A Profitable Paper Company, But Still A Paper Company
My biggest issue with Orchids Paper's valuation is that it takes some fairly aggressive assumptions about just how profitable a paper company can be. Using a wide swath of comparables -- including paper products companies like Kimberly-Clark and Clearwater Paper (NYSE:CLW), as well as specialty companies like Glatfelter (NYSE:GLT) and Neenah (NYSE:NP) - very few paper companies ever post double-digit FCF margins, so Orchids is already in pretty exclusive company. I do also expect a certain amount of "yo-yo'ing" in the numbers as particular projects like the towel/tissue capacity expansion can have a big near-term impact on cash flows and a more gradual impact on costs that capacity goes into use.
If I assume 7% long-term revenue growth and a long-term FCF margin of 14%, that leads to a 14% free cash flow growth rate. My required rate of return (discount rate) here is more than 10% as although the company has a good recent ROIC record, it's a relatively short one and the stock is quite illiquid. All of that results in a fair value in the high $20s.
The Bottom Line
Using an EV/EBITDA approach leads to a somewhat higher target, as an 8x multiple on 2014 EBITDA leads to a $30 target. While the three-year expected EBITDA growth rate is in the high teens (arguing for a higher multiple), it's just not very often that you see a company in this kind of business get that sort of multiple.

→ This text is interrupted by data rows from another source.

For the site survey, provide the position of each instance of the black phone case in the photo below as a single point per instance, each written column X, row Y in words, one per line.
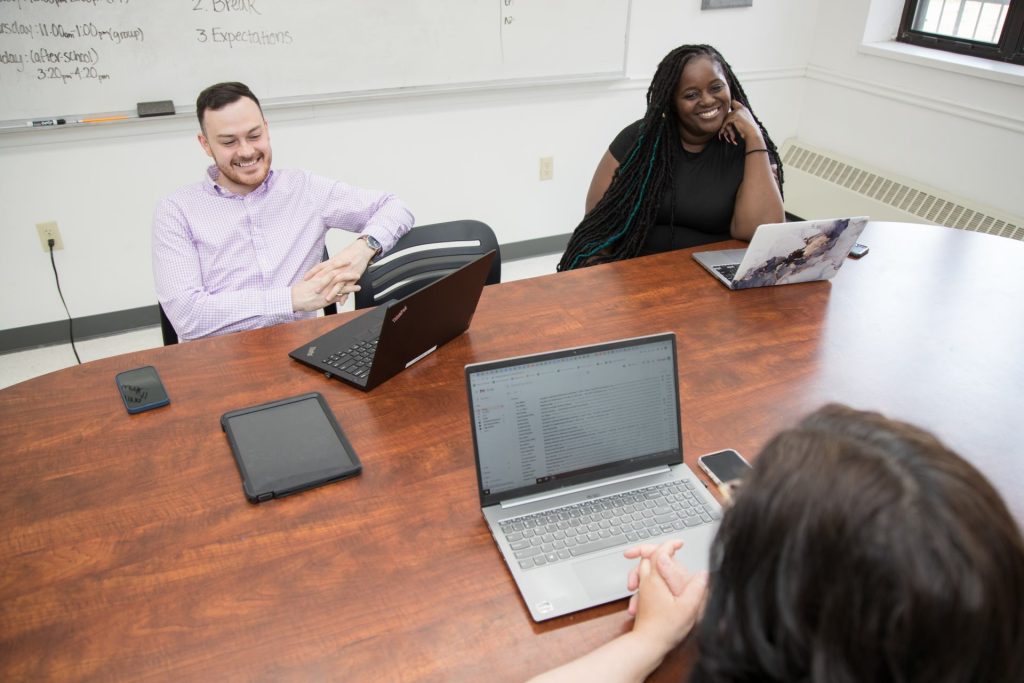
column 288, row 445
column 139, row 403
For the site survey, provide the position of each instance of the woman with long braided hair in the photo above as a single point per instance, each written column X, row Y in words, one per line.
column 698, row 168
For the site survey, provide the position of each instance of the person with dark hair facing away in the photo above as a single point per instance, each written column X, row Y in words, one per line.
column 858, row 549
column 698, row 168
column 243, row 248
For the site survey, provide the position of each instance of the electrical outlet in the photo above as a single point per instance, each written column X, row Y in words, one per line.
column 47, row 231
column 547, row 168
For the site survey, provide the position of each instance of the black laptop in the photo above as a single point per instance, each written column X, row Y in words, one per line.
column 381, row 343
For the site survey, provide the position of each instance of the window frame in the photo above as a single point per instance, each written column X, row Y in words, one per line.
column 1010, row 48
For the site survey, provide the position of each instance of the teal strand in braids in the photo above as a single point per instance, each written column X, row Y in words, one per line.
column 636, row 207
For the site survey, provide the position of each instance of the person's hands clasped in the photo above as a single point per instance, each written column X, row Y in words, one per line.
column 739, row 124
column 337, row 276
column 668, row 599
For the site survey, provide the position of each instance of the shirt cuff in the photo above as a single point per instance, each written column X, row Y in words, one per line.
column 279, row 304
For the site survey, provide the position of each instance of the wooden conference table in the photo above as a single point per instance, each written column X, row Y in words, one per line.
column 129, row 551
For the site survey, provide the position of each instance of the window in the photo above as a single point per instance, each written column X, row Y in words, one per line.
column 989, row 29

Some readers aren't going to care about what's normal for a paper company, arguing instead that "growth is growth" and that Orchids Paper Products has a lot of that right now. It's certainly true that you don't find all that many companies with strong EBITDA growth, a 4%-plus dividend, and substantial opportunities for long-term growth/expansion. I still lean bullish on this name, though it does take some extra effort to get comfortable with the valuation.
Disclosure: I have no positions in any stocks mentioned, and no plans to initiate any positions within the next 72 hours. I wrote this article myself, and it expresses my own opinions. I am not receiving compensation for it (other than from Seeking Alpha). I have no business relationship with any company whose stock is mentioned in this article.